Kai Siegbahn (1918–2007) was awarded the Nobel Prize in Physics 1981 ”for his contribution to the development of high-resolution electron spectroscopy”.
Kai Siegbahn studied physics, maths and chemistry at Uppsala University from 1936 to 1942 and later got his degree in Stockholm 1944. After having worked as a researcher at the Nobel Institute for Physics 1942–51 he became Professor of Physics at the Royal Institute of Technology 1951–1954 and Professor of Physics at Uppsala University 1954–1984.
Siegbahn conducted research within nuclear physics, electron optics, plasma physics, and atomic and molecular physics. He developed very exact methods for analysing the energy in electrons emitted from radioactive materials or from atoms and molecules when they are excited by X-rays. The development of this so called electron spectroscopy with very high resolution led to, among other things, the discovery that the energy levels of electrons depends on the atom’s chemical surroundings. This has led to the often used Electron Spectroscopy for Chemical Analysis, ESCA.
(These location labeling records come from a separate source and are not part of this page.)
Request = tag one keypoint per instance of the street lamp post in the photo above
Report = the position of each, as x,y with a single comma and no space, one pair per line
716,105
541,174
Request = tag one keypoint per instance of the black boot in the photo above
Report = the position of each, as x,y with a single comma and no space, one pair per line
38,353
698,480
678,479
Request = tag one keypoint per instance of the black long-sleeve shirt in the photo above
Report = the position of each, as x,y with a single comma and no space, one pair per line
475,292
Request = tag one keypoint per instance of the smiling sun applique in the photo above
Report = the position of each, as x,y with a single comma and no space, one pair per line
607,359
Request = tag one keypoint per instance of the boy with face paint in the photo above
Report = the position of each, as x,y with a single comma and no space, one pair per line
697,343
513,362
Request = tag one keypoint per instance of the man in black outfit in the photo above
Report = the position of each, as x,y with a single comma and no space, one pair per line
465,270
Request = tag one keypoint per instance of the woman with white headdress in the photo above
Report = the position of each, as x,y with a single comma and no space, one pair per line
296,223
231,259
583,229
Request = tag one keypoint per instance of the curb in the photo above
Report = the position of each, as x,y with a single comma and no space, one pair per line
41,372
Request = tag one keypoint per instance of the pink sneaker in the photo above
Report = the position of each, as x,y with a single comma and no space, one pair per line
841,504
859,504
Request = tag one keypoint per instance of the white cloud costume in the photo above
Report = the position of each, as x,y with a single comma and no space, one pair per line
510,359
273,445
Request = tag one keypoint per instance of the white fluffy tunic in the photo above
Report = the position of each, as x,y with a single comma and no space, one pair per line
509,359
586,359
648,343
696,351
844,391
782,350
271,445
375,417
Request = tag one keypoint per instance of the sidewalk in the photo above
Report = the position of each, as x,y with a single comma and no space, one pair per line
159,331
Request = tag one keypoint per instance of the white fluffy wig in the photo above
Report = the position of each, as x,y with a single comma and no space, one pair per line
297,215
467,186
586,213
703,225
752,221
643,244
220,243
For his research on electron spectroscopy, Kai Siegbahn was awarded the Nobel Prize in Physics 1981. He shared the prize with N. Bloembergen and A. Schawlow from the US.
In Uppsala world-leading research is being conducted based on further developed electron spectroscopy with many applications. Research in physics and astronomy stretches from string theory, particle physics and nuclear physics via atomic physics and materials science to the origin of our solar system and the entire universe. Uppsala is an active participant in a great number of leading national and international research collaborations such as the European particle physics laboratory CERN and MAXLab in Lund which is a national research laboratory using synchrotron radiation.